CSE221 StarOS and Medusa

Andreas Anagnostatos (aanagnos@cs.ucsd.edu)
Thu, 20 Apr 2000 01:34:55 -0700

John K. Ousterhout, Donald A. Scelza, and Pradeep S. Sindhu, "Medusa: An
Experiment in Distributed Operating Systems Structure".

Medusa is an operating system designed for the Cm* multiprocessor
system. The operating system is designed to closely match the underlying
hardware while concentrating on performance, robustness and modularity.
All programs are divided into functional units called task forces whose
responsibilities are independent from each other. Task forces are a
collection of cooperating programs called activities. Activities can
share memory space but task forces must communicate with each other
using messages. There are five system utilities: the memory manager, the
file system task force, the task force manager, the exception reporter
and the debugger/tracer.

In the section that describes a possible implementation for a compiler,
it seems that the steps required are more or less sequential (at least
from the figure), so a parallel multiprocessor system would have little
to gain by assigning each step to a separate processor. Also, since
Medusa tries to provide coscheduling for the activities of a task force,
most processors running parts of the compiler would be wasted.
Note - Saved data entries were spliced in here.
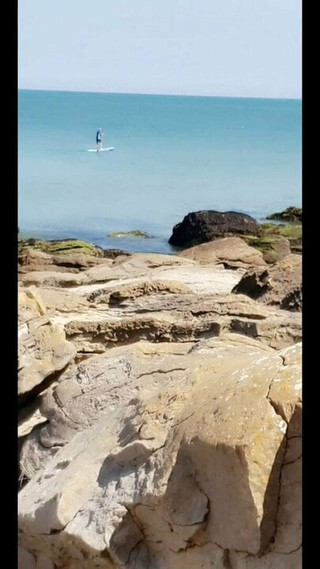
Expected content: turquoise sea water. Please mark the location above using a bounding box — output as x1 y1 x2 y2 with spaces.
18 89 302 254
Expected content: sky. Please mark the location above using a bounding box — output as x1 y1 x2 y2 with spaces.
18 0 302 99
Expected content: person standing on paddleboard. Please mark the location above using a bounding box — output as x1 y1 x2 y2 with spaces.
96 128 103 151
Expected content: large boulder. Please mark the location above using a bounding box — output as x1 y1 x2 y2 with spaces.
179 236 266 269
168 210 261 247
18 337 301 569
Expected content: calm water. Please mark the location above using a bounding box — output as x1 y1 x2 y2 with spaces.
18 89 302 254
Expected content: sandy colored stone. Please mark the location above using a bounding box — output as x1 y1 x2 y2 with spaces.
59 293 301 352
18 547 36 569
31 286 90 313
18 323 76 395
21 271 89 288
18 290 46 325
18 337 301 569
179 236 267 268
233 254 302 310
261 235 291 264
17 243 302 569
81 253 195 284
108 279 191 302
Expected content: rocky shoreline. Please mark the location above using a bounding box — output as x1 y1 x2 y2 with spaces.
18 209 302 569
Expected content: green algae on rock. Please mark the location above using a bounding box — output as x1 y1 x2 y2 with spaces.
18 239 104 257
108 230 151 239
266 206 302 223
242 222 302 260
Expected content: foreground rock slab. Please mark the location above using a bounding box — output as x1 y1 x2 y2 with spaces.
18 336 301 569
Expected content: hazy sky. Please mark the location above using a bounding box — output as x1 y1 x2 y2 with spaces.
18 0 302 99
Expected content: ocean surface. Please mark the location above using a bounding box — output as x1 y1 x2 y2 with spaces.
18 89 302 254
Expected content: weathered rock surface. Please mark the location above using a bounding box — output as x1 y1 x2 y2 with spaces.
169 210 261 247
20 270 91 288
32 287 90 313
20 253 197 288
259 235 291 264
179 236 267 268
18 240 107 278
18 290 76 396
232 254 302 311
58 293 301 354
18 240 302 569
107 280 192 303
18 321 76 396
18 337 302 569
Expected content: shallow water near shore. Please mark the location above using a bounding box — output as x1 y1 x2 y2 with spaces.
18 90 301 254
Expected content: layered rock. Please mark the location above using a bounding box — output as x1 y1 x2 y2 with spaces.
18 337 302 569
18 290 76 397
18 240 107 276
18 239 302 569
232 254 302 311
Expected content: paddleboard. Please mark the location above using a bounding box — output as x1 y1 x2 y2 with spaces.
87 147 115 152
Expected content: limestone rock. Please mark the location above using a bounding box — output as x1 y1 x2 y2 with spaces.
31 287 90 313
19 341 195 477
82 253 195 284
18 242 109 281
59 292 301 353
18 337 301 569
18 289 46 325
21 271 90 288
232 254 302 311
261 235 291 264
179 236 267 268
108 280 192 303
18 247 54 273
18 322 76 396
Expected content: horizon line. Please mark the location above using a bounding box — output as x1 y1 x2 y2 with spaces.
18 87 302 102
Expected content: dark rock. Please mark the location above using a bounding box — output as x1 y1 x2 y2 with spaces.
232 270 271 300
243 235 291 264
266 207 302 223
232 254 302 311
168 210 261 247
280 288 302 312
103 249 131 260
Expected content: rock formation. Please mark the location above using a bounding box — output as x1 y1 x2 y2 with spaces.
232 254 302 311
18 239 302 569
266 207 302 223
168 210 261 247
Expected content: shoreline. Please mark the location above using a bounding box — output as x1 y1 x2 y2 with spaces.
18 208 302 256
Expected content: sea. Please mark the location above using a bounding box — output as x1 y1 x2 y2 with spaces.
18 89 302 255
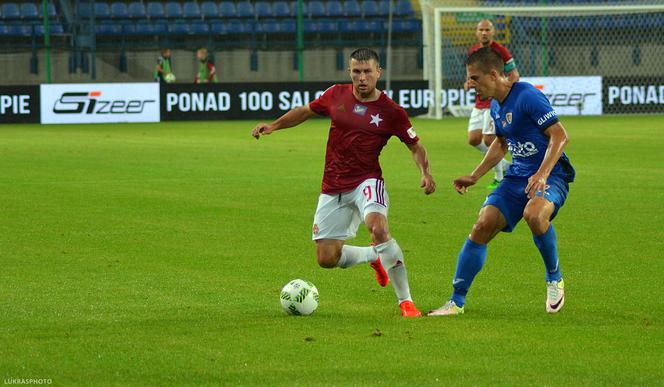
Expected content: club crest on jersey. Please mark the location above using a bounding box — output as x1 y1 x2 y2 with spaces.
506 112 512 124
352 104 367 116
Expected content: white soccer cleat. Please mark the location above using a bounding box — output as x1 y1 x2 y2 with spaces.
546 279 565 314
427 300 464 317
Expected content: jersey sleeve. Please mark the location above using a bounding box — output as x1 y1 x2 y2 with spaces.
309 85 336 116
392 107 419 144
523 86 560 131
494 44 516 73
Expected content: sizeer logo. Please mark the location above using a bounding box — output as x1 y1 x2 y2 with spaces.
53 91 156 114
533 84 596 107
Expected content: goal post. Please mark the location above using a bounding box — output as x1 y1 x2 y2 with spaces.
420 1 664 118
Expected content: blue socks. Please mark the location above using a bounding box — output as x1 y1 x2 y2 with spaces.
451 238 487 307
533 224 563 282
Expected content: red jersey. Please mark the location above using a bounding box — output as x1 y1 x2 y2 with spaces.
309 84 419 194
468 41 514 109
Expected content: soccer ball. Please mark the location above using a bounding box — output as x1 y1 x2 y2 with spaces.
280 279 319 316
164 73 176 83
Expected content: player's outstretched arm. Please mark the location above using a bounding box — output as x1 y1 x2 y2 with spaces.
525 122 569 198
454 136 508 194
251 105 317 139
407 142 436 195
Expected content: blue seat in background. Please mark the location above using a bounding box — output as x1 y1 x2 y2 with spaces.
191 20 209 34
39 3 58 19
211 20 227 34
165 2 183 18
341 21 359 33
361 0 379 17
344 0 362 17
395 0 414 17
6 24 31 36
255 2 272 18
154 21 168 34
326 1 344 17
133 23 154 35
280 20 295 33
308 1 326 17
236 1 254 18
183 2 201 18
111 2 128 18
218 2 236 18
35 23 64 35
393 19 420 33
258 20 280 34
273 2 292 18
128 2 146 18
96 23 121 35
227 19 245 34
1 3 20 20
146 2 165 19
95 2 111 19
20 3 39 20
303 20 317 33
318 20 338 33
200 2 218 18
168 21 189 34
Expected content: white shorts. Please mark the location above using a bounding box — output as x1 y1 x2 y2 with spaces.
312 178 389 241
467 107 495 135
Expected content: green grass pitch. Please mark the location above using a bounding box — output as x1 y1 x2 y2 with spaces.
1 115 663 385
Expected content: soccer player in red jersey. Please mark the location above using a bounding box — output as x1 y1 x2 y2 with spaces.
251 48 436 317
465 19 520 189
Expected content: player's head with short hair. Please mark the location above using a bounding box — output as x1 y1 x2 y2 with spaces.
349 48 380 66
161 48 171 58
475 19 495 46
465 47 507 100
466 47 504 75
348 48 382 100
197 48 208 62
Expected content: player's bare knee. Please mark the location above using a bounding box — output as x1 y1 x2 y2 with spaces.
483 135 495 147
368 225 390 245
471 218 496 242
468 132 482 146
316 244 341 268
316 250 340 268
523 208 548 235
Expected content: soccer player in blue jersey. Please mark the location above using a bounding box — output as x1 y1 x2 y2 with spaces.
428 47 575 316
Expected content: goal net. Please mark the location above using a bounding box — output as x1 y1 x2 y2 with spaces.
420 1 664 118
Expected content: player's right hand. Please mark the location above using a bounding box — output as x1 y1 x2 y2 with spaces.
453 175 478 195
251 123 274 139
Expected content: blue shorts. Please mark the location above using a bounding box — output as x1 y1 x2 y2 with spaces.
483 175 570 233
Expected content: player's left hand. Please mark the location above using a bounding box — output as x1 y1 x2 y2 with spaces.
421 174 436 195
525 173 548 199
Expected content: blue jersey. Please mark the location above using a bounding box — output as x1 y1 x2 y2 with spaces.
490 82 575 183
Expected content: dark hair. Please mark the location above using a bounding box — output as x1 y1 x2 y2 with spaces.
349 48 380 65
466 47 504 75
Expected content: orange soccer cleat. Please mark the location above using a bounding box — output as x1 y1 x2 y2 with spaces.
399 300 422 317
369 257 389 287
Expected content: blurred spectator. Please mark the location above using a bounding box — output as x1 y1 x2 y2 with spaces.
194 48 218 84
154 48 175 83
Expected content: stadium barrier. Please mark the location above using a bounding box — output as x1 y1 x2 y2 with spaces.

Jones, Chansler, Durham, Schwans, and Vegdahl, "StarOS, a Multiprocessor
Operating System for the Support of Task Forces".

StarOS is yet another attempt to create an Operating System for the Cm*
multiprocessor architecture, which was actually designed before the
Medusa system. We again have the notion of task forces, defined as a
group of processes working together to accomplish a single task. StarOS
provides Mailboxes for the communication of parallel processes, much
like Medusa's messaging scheme. The system is also designed to deal with
possible failures, by reconfiguring its behavior in real time.

Reading this paper second, I expected a much simpler and less efficient
system than Medusa, since it was designed two years prior. Instead, the
same functionality is present in both systems with minor differences
mainly in the protection mechanism and task force scope. It is hard to
draw conclusions as far as which system is better with respect to
performance or robustness, since none of the two systems where finished
at the times the papers where written.